カナザワ映画祭2019で期待の新人監督 観客賞を受賞したホラー。声優地下アイドルユニット“Oh!それミーオ!”の神田優花は、音痴を治そうとボイストレーナー・みほの合宿に参加するが、六甲山の山荘に監禁されてしまう。やがて、みほの異常性が表面化し……。監督・脚本は、本作が長編デビューとなる松本大樹。
  • フリーライター

    須永貴子

    アイドルになる夢に破れた30代ボイストレーナーが、「セッション」の鬼教官を超える狂気で、現役地下アイドルを追い詰める。
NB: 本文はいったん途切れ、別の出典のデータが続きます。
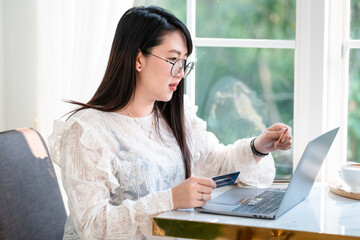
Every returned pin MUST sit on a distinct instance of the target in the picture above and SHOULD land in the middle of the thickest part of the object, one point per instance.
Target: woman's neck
(138, 109)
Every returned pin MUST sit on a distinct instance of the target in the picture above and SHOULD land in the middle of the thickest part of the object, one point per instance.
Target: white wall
(18, 107)
(2, 127)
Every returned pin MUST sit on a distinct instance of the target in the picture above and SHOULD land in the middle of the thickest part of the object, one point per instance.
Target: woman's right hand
(193, 192)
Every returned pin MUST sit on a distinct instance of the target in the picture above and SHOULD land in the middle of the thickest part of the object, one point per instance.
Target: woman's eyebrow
(177, 52)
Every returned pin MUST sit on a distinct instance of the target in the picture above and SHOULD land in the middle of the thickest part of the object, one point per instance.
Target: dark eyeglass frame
(186, 67)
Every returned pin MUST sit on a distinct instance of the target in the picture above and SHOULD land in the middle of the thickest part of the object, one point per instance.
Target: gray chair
(31, 206)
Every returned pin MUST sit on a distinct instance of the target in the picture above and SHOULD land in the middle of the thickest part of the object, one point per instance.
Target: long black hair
(141, 28)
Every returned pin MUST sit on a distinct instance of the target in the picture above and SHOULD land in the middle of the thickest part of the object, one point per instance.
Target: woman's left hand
(276, 137)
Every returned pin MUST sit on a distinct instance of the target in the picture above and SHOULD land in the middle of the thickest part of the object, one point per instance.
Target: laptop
(270, 203)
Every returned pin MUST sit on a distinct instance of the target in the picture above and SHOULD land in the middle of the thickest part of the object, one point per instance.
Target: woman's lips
(173, 86)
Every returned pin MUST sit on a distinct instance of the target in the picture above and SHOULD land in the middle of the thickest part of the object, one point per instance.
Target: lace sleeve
(89, 186)
(212, 158)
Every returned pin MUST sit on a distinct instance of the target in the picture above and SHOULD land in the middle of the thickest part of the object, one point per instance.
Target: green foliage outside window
(241, 91)
(353, 137)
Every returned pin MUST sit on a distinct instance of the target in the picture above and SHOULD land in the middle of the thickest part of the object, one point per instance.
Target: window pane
(354, 107)
(355, 19)
(242, 91)
(259, 19)
(177, 7)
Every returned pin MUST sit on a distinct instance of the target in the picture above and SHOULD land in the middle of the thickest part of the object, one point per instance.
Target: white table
(323, 215)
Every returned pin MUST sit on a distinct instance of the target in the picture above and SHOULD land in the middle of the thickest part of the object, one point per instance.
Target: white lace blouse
(118, 172)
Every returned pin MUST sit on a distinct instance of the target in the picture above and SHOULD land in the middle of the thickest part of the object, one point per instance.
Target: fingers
(206, 182)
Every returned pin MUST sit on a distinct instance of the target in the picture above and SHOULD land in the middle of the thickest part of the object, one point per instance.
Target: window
(291, 61)
(244, 76)
(353, 130)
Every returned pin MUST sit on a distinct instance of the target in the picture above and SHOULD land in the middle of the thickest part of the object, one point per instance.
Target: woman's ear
(139, 61)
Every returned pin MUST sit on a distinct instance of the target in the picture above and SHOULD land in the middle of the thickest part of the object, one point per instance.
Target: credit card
(226, 179)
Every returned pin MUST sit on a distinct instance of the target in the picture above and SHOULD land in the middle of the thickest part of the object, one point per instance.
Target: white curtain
(74, 41)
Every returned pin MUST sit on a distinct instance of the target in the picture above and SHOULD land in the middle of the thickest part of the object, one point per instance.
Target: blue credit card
(226, 179)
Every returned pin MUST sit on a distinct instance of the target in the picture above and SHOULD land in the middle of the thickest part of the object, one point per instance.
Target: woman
(137, 147)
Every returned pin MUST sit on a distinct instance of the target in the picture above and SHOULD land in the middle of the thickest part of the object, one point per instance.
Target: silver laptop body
(270, 202)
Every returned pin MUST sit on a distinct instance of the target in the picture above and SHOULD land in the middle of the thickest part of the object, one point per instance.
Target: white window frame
(321, 71)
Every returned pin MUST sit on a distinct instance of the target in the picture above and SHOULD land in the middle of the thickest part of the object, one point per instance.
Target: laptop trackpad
(238, 195)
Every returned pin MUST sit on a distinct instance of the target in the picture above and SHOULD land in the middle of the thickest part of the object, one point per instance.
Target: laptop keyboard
(265, 202)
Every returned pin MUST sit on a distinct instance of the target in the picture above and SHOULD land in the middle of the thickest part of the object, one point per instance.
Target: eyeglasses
(177, 65)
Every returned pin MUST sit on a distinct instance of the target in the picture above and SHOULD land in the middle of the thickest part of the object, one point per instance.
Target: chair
(31, 206)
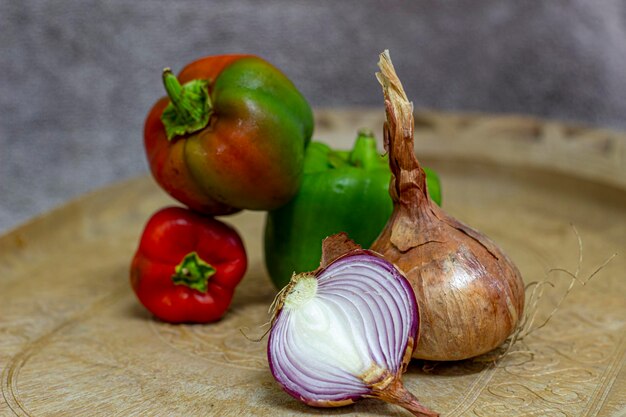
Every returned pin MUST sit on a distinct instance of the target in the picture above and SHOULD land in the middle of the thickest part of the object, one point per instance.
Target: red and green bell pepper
(341, 191)
(187, 266)
(230, 135)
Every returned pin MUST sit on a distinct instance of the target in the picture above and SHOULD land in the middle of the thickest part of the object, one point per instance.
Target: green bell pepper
(341, 191)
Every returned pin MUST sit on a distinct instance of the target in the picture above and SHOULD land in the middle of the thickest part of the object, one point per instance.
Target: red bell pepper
(230, 135)
(187, 266)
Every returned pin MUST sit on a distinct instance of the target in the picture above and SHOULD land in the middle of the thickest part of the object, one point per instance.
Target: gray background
(78, 76)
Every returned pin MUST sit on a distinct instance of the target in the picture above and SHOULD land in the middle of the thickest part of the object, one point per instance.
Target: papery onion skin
(391, 339)
(471, 295)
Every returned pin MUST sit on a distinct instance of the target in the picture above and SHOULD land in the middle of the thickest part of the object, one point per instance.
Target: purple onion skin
(407, 350)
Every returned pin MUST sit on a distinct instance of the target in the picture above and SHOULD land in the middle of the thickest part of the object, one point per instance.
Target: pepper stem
(364, 153)
(190, 105)
(193, 272)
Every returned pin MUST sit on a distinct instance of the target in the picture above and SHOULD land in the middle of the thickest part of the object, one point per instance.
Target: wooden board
(74, 341)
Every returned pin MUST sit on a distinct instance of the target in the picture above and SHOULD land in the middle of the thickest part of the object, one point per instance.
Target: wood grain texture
(74, 341)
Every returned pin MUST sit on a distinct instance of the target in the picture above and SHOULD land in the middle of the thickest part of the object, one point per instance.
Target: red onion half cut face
(344, 332)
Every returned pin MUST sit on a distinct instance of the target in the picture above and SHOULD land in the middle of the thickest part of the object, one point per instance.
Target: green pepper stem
(364, 153)
(193, 272)
(190, 108)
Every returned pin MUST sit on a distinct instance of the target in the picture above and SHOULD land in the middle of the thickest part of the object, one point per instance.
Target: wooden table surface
(74, 340)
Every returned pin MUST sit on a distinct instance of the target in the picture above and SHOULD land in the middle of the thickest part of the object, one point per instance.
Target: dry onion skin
(471, 296)
(345, 331)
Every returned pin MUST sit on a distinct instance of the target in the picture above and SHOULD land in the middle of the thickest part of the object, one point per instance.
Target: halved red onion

ライトな密室サバイバルホラーという皮をめくると見えてくる、「アイドルはどうあるべきか」というテーマを巡る、新旧の価値観のぶつかり合いに興味を惹かれる。「怪しんでいる人から出されたコーヒーをなぜ飲む?」「5日前に屋外に置き忘れた手袋が同じ場所にあるのは不自然では?」など、ご都合主義のツッコミどころが目立つが、次作への期待が軽く勝る。

  • 脚本家、プロデューサー、大阪芸術大学教授

    山田耕大

    また楽しみな人が出てきた。メジャー系の売れ筋な人たちの映画に軒並み失望を強いられていた今日この頃、嬉しくて涙が出そうにさえなる。音痴な地下アイドルが怪しげなボイストレーナーに軟禁されるという「ミザリー」的な設定からしてそそられる。“新感覚パニック・ホラー”と言うが、そんなジャンル的な分類を笑い飛ばしているかのよう。爆笑ではなく、ブラックなくすくす笑いのあれこれに、何故だか心が癒される。僕は好きです。こんな映画を心ひそかに待っていた気がする。

  • 映画評論家

    吉田広明

    ホラーというのは安い作りでもアイディアと演出で十分面白いものが作れるので自主作品の枠組みとしてはいいと思う。日常の描写の中に紛れ込む微妙な違和、それが徐々に積み重ねられてゆくと、日常と思っていたものの根底が崩れだす。小さな亀裂が世界をひっくり返す。このダイナミズムがホラーの醍醐味だろう。しかしそれにはアイディアの卓越か観客の意識を操作する演出の腕が要る。その困難に正面から向き合うのでなくコメディに逃げた印象。といってもコメディはもっと難しいが。